How to optimize caching file accesses
How can you tell if the caches are working well and how big they should be? How can you tune applications together with the caches? We show you
Following on from last month's discussion of local disk accesses, this column looks at networked access. Accessing a file over a network is hundreds of times slower than reading a cached copy from memory. Many types of cache exist to speed up file accesses. Changing your workload to make it more "cache friendly" can result in very significant performance benefits. (2,500 words)
I know that files are cached in memory, and there is also a cache
file system option. How can I tell if the caches are working well and
how big they should be? How can I tune applications together with the
caches? Are you finally going to tell me about cachefs this month?
--Tasha in Cashmere (for the third time)
--Tasha in Cashmere (for the third time)
A: So far we looked at general cache principles and the caches used by local file access. This month I'll cover NFS and cachefs.
Recap on caches
The principles of caching and the name service cache were covered in detail in January's article. And we gave a brief recap of caching at the beginning of February's Performance column. (See Resources below for links to these past columns.)
So you've already learned that caches work on two basic principles: The first principle is called temporal locality, and depends on reusing the same things over time. The second principle is called spacial locality and depends on using things at the same time that are located near each other.
A cache works well if there are a lot more reads than writes, and the reads or writes of the same or nearby data occur close together in time. An efficient cache has a low reference rate (don't make unnecessary lookups), a very short cache hit time, a high hit ratio, the minimum possible cache miss time, and an efficient way of handling writes and purges.
A special kind of cache can be used to accelerate writes. Write caches use the same principles of temporal and spacial locality in a slightly different way. Temporal locality applies when writes to the same thing happen close together in time. The write cache waits a while after each write so that if another write to the same data comes along it can combine them together into a single coalesced write at a later stage. Writes that have spacial locality allow adjacent writes to be coalesced into a single larger write that is much more efficient to process.
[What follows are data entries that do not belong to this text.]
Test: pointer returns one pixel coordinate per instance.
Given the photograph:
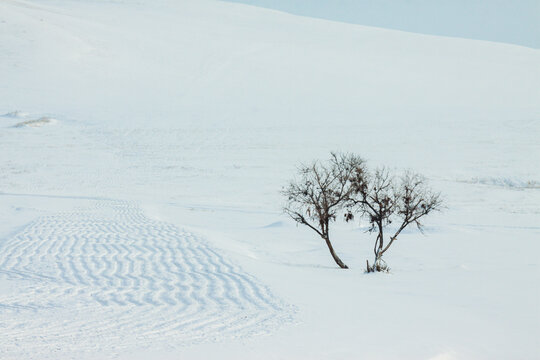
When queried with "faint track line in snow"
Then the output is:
(109, 271)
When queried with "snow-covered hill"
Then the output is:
(143, 145)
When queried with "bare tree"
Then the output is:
(320, 192)
(382, 199)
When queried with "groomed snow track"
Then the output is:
(126, 282)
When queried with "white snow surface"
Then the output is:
(143, 145)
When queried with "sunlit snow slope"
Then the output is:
(130, 129)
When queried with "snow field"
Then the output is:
(105, 276)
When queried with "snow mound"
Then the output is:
(14, 114)
(36, 123)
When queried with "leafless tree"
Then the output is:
(320, 192)
(382, 199)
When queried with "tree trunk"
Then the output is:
(336, 258)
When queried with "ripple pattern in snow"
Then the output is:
(110, 272)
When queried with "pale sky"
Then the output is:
(510, 21)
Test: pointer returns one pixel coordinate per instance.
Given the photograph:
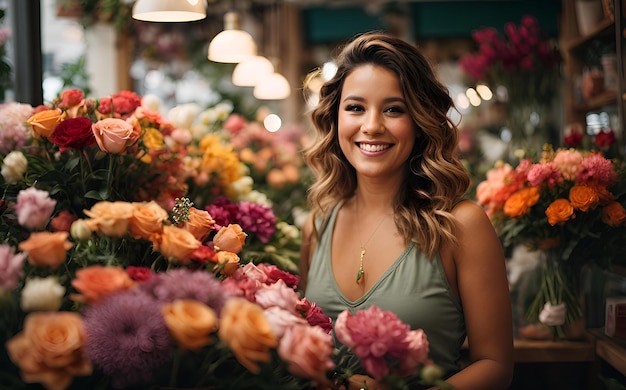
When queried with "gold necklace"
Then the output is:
(360, 275)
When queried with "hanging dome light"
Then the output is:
(232, 45)
(272, 87)
(248, 73)
(169, 10)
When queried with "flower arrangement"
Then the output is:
(112, 277)
(524, 60)
(569, 205)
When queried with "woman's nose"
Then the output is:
(373, 123)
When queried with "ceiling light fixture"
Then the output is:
(169, 10)
(232, 45)
(250, 72)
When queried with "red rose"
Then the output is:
(72, 98)
(605, 138)
(73, 133)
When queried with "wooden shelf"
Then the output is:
(535, 351)
(610, 349)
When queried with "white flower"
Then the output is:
(42, 294)
(13, 166)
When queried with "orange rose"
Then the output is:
(190, 322)
(176, 243)
(44, 122)
(583, 197)
(50, 349)
(559, 212)
(227, 262)
(521, 201)
(113, 135)
(147, 219)
(46, 248)
(200, 223)
(613, 214)
(244, 328)
(230, 238)
(95, 282)
(110, 218)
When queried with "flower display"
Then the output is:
(569, 205)
(113, 277)
(524, 60)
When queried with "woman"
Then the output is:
(388, 225)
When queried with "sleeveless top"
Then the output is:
(414, 288)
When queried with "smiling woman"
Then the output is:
(387, 208)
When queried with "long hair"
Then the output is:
(436, 178)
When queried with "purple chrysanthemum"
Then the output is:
(187, 284)
(258, 219)
(223, 211)
(127, 337)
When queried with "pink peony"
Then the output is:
(10, 267)
(34, 208)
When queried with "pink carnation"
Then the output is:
(595, 169)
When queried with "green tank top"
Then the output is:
(414, 288)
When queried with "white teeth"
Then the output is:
(373, 148)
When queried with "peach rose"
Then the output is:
(46, 248)
(113, 135)
(147, 219)
(50, 349)
(246, 331)
(227, 263)
(200, 223)
(95, 282)
(559, 212)
(583, 197)
(307, 351)
(110, 218)
(175, 243)
(230, 238)
(44, 122)
(613, 214)
(520, 202)
(190, 322)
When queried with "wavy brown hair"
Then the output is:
(436, 178)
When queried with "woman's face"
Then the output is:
(376, 132)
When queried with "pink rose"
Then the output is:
(280, 320)
(34, 208)
(277, 294)
(113, 135)
(10, 267)
(307, 351)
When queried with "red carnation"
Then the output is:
(73, 133)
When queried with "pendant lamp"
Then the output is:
(169, 10)
(232, 45)
(250, 72)
(272, 87)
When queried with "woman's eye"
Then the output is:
(396, 110)
(354, 107)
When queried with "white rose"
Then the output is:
(43, 294)
(13, 166)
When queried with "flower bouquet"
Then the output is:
(569, 205)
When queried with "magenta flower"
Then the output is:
(34, 208)
(376, 337)
(127, 336)
(258, 219)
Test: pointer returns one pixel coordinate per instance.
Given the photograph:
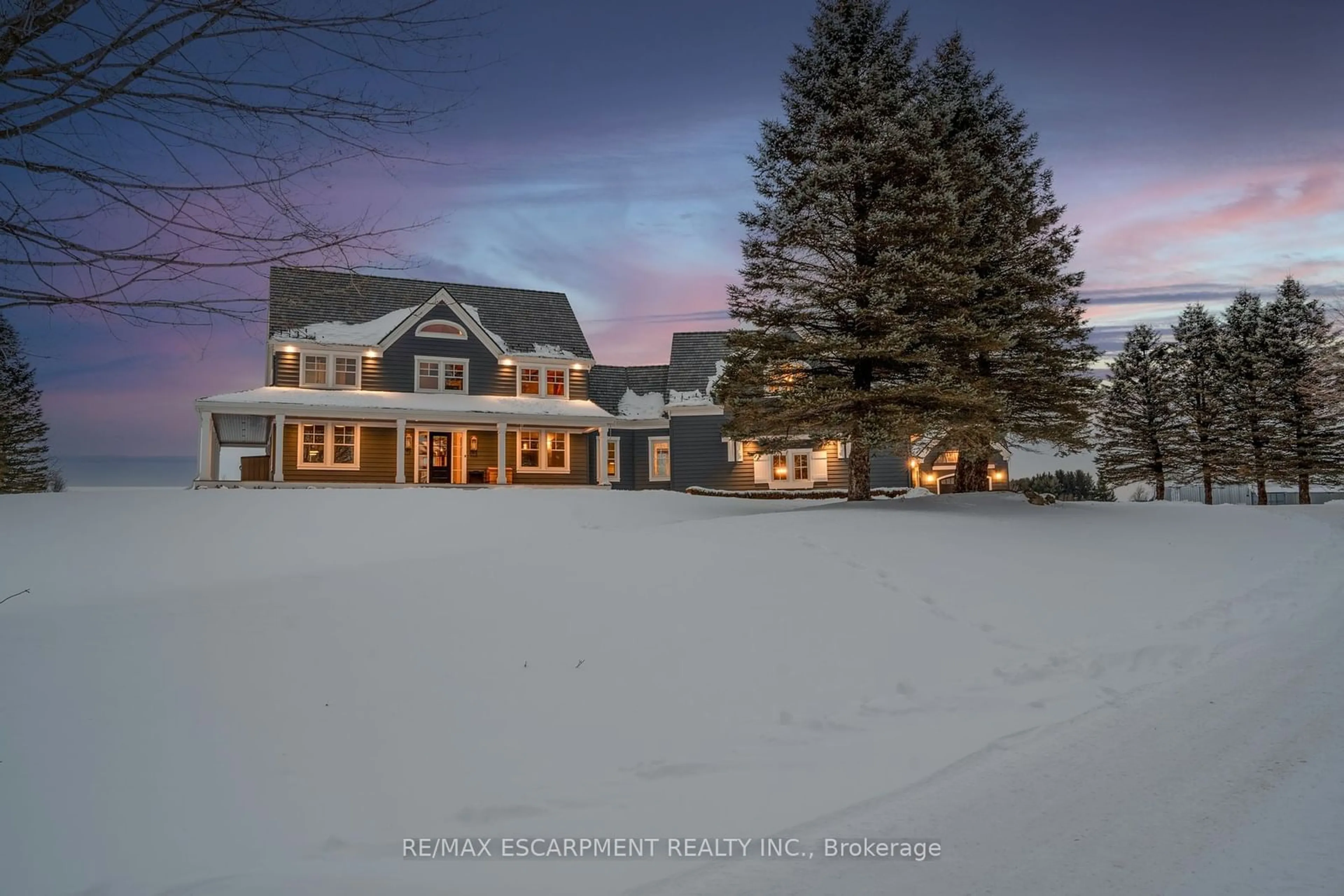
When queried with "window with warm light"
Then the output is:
(328, 445)
(613, 460)
(660, 461)
(544, 452)
(328, 371)
(529, 451)
(315, 370)
(530, 381)
(802, 465)
(440, 374)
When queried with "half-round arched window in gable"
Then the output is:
(440, 330)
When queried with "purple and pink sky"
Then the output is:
(603, 154)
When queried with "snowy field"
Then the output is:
(234, 692)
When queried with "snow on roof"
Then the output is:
(683, 398)
(419, 402)
(342, 334)
(640, 408)
(549, 351)
(476, 316)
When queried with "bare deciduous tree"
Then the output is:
(151, 148)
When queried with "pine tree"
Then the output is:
(1019, 338)
(850, 252)
(1244, 355)
(1202, 398)
(1307, 405)
(23, 435)
(1139, 422)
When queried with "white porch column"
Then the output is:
(401, 451)
(208, 459)
(277, 456)
(601, 456)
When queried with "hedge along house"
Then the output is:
(379, 381)
(670, 433)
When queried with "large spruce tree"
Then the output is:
(1139, 424)
(1307, 403)
(904, 264)
(848, 254)
(1246, 362)
(1019, 336)
(1202, 400)
(23, 435)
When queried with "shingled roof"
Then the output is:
(523, 318)
(608, 383)
(695, 358)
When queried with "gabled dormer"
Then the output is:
(459, 339)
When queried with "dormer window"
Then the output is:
(440, 374)
(440, 330)
(323, 370)
(549, 382)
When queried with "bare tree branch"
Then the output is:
(151, 147)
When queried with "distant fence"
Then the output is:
(1245, 495)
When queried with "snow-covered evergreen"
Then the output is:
(1140, 425)
(1201, 446)
(1306, 391)
(23, 433)
(1248, 367)
(904, 268)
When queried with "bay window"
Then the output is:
(328, 445)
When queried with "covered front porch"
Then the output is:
(322, 445)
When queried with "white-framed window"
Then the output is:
(334, 446)
(328, 370)
(440, 330)
(440, 374)
(545, 382)
(792, 469)
(613, 460)
(660, 460)
(544, 452)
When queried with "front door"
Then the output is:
(440, 457)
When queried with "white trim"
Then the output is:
(443, 373)
(544, 449)
(694, 410)
(421, 334)
(401, 451)
(443, 297)
(611, 443)
(542, 370)
(666, 440)
(277, 451)
(331, 370)
(328, 445)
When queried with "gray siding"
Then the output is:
(635, 459)
(699, 456)
(484, 377)
(889, 471)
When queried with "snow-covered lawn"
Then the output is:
(267, 692)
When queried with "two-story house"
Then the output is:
(381, 381)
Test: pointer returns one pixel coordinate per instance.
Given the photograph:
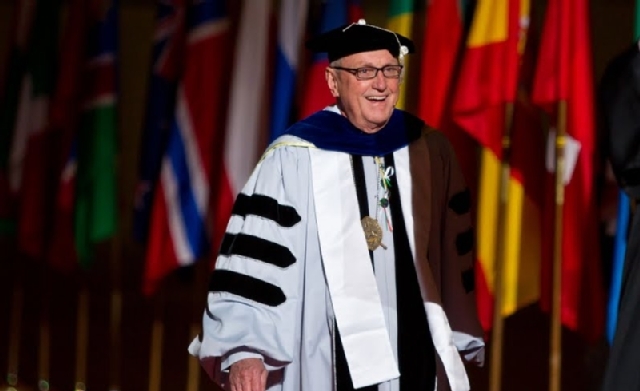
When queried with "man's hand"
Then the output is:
(248, 374)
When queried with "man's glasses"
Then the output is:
(368, 73)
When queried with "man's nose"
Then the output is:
(379, 82)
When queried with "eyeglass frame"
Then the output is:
(354, 71)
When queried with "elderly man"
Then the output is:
(347, 263)
(619, 101)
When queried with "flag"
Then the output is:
(443, 33)
(316, 92)
(354, 10)
(617, 267)
(293, 14)
(178, 234)
(487, 83)
(31, 174)
(564, 74)
(9, 98)
(168, 53)
(620, 240)
(401, 22)
(96, 194)
(242, 145)
(64, 119)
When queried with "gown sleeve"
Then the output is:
(254, 290)
(456, 238)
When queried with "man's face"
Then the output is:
(368, 104)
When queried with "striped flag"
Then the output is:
(564, 74)
(178, 234)
(96, 195)
(316, 93)
(293, 15)
(401, 21)
(488, 80)
(168, 54)
(244, 127)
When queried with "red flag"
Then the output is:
(444, 29)
(64, 119)
(443, 33)
(178, 233)
(487, 82)
(564, 74)
(31, 158)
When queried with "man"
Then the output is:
(347, 262)
(620, 109)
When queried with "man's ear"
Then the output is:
(332, 82)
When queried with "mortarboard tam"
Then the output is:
(357, 38)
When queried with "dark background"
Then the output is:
(179, 304)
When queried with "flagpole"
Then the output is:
(15, 328)
(497, 338)
(45, 336)
(82, 337)
(193, 374)
(157, 331)
(555, 358)
(116, 313)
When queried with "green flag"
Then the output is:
(96, 206)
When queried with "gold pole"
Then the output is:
(157, 331)
(497, 337)
(116, 314)
(14, 331)
(82, 338)
(45, 336)
(555, 357)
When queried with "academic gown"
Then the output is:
(619, 99)
(296, 286)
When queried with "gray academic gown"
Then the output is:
(293, 273)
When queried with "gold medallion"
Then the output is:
(372, 233)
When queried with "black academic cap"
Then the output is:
(357, 38)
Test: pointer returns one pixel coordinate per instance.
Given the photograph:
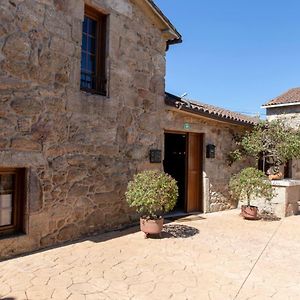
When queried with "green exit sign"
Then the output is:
(187, 126)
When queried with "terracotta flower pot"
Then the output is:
(249, 212)
(149, 226)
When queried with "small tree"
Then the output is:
(249, 183)
(152, 193)
(274, 142)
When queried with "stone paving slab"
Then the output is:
(218, 257)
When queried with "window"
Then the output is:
(93, 52)
(11, 200)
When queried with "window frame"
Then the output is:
(101, 49)
(18, 203)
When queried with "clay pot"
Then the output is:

Tasha: Here's how NFS access caching works
We'll start by looking at the simplest configuration, the
fstat, read, write, and
mmap operations on an NFS
mounted filesystem. Compared with last month's diagram of Unix File
System (UFS) access caching, the diagram has been split in the middle,
pulled to each side and divided between the two systems. Both systems
contain an in-memory page cache, but the NFS filesystem uses an
rnode (remote node) to hold information about the file.
Like the UFS inode cache, the
rnode keeps pointers to
pages from the file that are in the local page cache.
Unlike the UFS inode, it does not contain the disk block numbers; it
holds the NFS file handle instead. The handle has no meaning on the
client, but on the server it is used to locate the mount point and
inode number of the file so that NFS reads and writes can go directly
to the right file on the server. An NFS file open on the client causes
a Directory Name Lookup Cache (DNLC) lookup on the client. If the file
is not found, it causes a DNLC lookup on the server that sets up both
the DNLC entry and the
rnode entry on the client.
There are a lot of interrelated caches. They are system-wide caches, shared by all users and all processes. The activity of one cache-busting process can mess up the caching of other well-behaved processes. Conversely, a group of cache-friendly processes working on similar data at similar times help each other by pre-filling the caches for each other. The diagram shows the main data flows and relationships.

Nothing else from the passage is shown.